Amassing high-grade fissile material is only the first step toward an atomic weapon, and Tehran’s latest violation of the JCPOA does not substantially change the timeline


19 April 2021

Iran’s enrichment of uranium to 60 percent represents not only the latest in a series of escalating violations of the 2015 nuclear accord, but the closest the Islamic Republic has ever come to producing weapons-grade fissile material.

For countries that oppose a nuclear Iran, it is a worrying development, bringing Tehran one step closer to a bomb. But it is also just one step, and not the final one, toward that goal.

In February, the Israel Defense Forces estimated that it would take Iran roughly two years to produce a nuclear bomb once it decided to do so.
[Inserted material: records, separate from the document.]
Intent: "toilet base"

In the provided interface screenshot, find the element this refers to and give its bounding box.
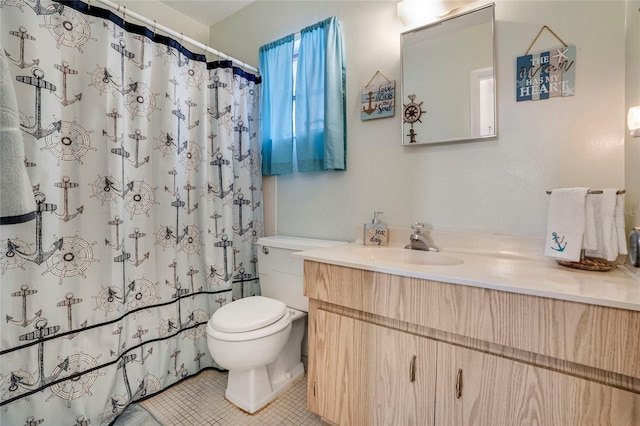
[224,362,304,414]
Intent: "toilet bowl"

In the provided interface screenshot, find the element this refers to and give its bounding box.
[207,237,343,413]
[207,296,307,413]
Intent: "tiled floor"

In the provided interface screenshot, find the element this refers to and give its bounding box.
[134,369,322,426]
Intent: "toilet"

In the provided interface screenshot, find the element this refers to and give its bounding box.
[207,236,344,413]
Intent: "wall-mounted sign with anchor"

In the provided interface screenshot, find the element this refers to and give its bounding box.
[360,71,396,120]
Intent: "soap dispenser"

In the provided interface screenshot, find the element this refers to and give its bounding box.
[362,211,389,246]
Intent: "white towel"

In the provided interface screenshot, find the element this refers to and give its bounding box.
[585,188,626,262]
[0,47,36,225]
[582,197,598,250]
[544,188,589,262]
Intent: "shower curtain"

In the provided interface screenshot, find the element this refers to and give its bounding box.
[0,0,263,425]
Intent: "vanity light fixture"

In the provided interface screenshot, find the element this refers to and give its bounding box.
[397,0,472,27]
[627,105,640,138]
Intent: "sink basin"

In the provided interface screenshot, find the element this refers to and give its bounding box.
[355,247,464,265]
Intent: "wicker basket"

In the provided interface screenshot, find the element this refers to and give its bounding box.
[556,257,615,272]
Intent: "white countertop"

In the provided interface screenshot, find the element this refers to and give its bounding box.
[293,231,640,311]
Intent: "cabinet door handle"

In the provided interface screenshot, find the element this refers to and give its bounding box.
[409,355,416,383]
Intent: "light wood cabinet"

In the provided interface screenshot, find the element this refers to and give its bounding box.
[305,261,640,426]
[309,309,437,426]
[435,343,640,426]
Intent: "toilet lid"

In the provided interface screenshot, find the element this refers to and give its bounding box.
[211,296,287,333]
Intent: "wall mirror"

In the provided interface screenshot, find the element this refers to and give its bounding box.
[400,3,497,145]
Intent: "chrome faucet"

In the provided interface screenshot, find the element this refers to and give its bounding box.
[404,222,440,251]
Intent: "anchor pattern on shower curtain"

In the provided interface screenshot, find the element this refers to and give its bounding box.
[0,0,263,425]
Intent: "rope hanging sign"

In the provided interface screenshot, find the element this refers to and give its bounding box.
[516,25,576,102]
[360,71,396,120]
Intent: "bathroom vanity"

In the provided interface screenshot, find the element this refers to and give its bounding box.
[295,240,640,426]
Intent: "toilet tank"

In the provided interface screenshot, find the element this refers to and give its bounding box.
[258,236,345,312]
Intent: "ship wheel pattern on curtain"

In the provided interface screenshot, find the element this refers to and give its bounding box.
[0,0,263,425]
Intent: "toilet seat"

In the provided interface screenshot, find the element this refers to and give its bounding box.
[207,296,291,341]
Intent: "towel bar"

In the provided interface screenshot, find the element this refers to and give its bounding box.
[547,189,627,195]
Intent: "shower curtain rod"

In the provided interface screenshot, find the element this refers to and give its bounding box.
[87,0,259,73]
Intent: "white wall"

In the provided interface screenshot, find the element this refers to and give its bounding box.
[210,1,638,243]
[625,0,640,232]
[112,0,209,43]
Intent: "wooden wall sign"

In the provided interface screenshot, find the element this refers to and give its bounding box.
[360,71,396,120]
[516,25,576,102]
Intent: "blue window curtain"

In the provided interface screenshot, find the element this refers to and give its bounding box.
[260,17,347,175]
[295,17,347,172]
[259,34,294,175]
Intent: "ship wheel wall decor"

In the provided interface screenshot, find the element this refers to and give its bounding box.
[402,95,426,143]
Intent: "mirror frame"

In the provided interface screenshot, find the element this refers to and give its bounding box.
[400,3,498,146]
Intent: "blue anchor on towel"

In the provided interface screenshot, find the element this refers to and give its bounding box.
[551,232,567,252]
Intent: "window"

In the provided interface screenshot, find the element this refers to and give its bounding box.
[260,17,346,175]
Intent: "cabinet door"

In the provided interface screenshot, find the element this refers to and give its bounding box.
[309,310,436,426]
[435,343,640,426]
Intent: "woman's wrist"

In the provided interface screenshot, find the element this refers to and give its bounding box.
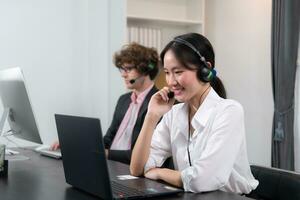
[146,112,161,124]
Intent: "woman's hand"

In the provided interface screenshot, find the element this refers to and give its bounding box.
[145,168,161,180]
[148,87,175,118]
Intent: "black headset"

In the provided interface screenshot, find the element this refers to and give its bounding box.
[173,37,214,83]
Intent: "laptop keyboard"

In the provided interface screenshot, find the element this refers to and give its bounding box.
[111,181,146,198]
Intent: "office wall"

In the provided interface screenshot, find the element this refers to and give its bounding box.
[0,0,126,147]
[205,0,273,166]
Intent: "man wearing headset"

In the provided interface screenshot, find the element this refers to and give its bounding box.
[51,43,159,164]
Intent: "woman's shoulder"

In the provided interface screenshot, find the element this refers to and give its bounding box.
[218,98,244,114]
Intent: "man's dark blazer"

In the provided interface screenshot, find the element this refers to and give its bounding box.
[104,86,158,164]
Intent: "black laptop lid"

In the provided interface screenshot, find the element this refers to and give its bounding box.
[55,114,112,199]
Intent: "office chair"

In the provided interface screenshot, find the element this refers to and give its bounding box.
[247,165,300,200]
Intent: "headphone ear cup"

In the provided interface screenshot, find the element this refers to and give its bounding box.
[197,67,213,83]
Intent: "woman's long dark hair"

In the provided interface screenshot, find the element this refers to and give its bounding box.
[160,33,226,99]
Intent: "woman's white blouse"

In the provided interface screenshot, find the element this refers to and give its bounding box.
[144,88,258,194]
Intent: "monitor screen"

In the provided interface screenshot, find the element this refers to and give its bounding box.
[0,67,42,144]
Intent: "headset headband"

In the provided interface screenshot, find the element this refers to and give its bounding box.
[173,38,209,69]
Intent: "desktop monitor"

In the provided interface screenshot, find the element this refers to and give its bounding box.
[0,67,42,144]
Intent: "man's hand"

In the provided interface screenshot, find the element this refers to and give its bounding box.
[145,168,162,180]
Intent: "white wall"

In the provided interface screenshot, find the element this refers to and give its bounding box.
[0,0,126,147]
[205,0,273,166]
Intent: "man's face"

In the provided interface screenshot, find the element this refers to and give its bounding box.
[119,63,144,90]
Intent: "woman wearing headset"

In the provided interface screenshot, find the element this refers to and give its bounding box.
[130,33,258,194]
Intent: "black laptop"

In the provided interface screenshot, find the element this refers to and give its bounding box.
[55,114,183,199]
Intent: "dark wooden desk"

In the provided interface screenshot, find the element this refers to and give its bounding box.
[0,150,253,200]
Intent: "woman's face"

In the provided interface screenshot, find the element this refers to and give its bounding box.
[164,50,203,102]
[119,63,145,90]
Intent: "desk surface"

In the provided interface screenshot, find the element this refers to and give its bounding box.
[0,150,253,200]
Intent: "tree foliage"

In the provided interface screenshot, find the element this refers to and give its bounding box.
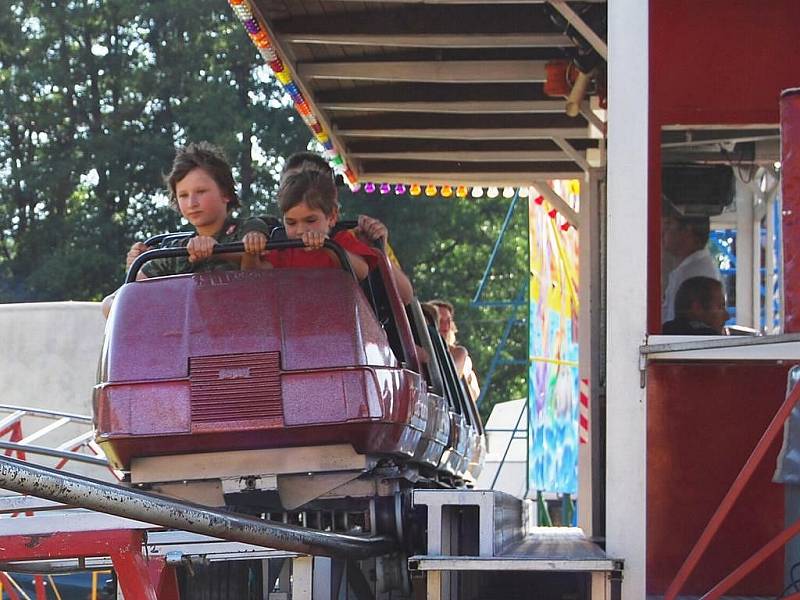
[0,0,310,302]
[0,0,527,418]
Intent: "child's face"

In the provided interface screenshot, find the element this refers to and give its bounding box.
[175,167,230,235]
[283,202,337,240]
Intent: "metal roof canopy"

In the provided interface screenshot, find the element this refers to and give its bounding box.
[251,0,605,186]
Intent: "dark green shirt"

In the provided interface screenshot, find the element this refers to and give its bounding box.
[142,216,270,277]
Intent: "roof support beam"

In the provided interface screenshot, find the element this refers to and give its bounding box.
[319,99,564,114]
[283,32,573,49]
[297,60,547,84]
[553,137,589,174]
[533,178,580,229]
[350,150,568,163]
[336,127,586,140]
[547,0,608,62]
[359,171,580,186]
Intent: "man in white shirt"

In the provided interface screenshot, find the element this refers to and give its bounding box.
[661,214,722,323]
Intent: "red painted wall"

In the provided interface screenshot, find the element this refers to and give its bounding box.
[781,89,800,333]
[647,361,790,597]
[648,0,800,332]
[644,0,800,594]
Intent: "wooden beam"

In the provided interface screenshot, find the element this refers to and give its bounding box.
[318,98,564,114]
[315,81,555,104]
[296,60,547,84]
[350,150,573,162]
[332,0,607,4]
[334,127,583,140]
[359,171,581,187]
[553,137,590,175]
[547,0,608,62]
[283,32,574,49]
[533,175,580,228]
Most of that time would be needed not to produce the 90 percent enriched uranium needed for a weapon, but the other components of such a device, notably the detonator, which the Israeli military believes would take some 21 months to design and construct.

Though Iran has made some inroads on that front, beginning research in clear violation of the 2015 nuclear deal earlier this year into manufacturing uranium metal — a process of taking highly enriched uranium, in gas form, and turning it into solid metal, which is necessary to produce the core of a nuclear bomb — the IDF’s general timeframe has not changed significantly.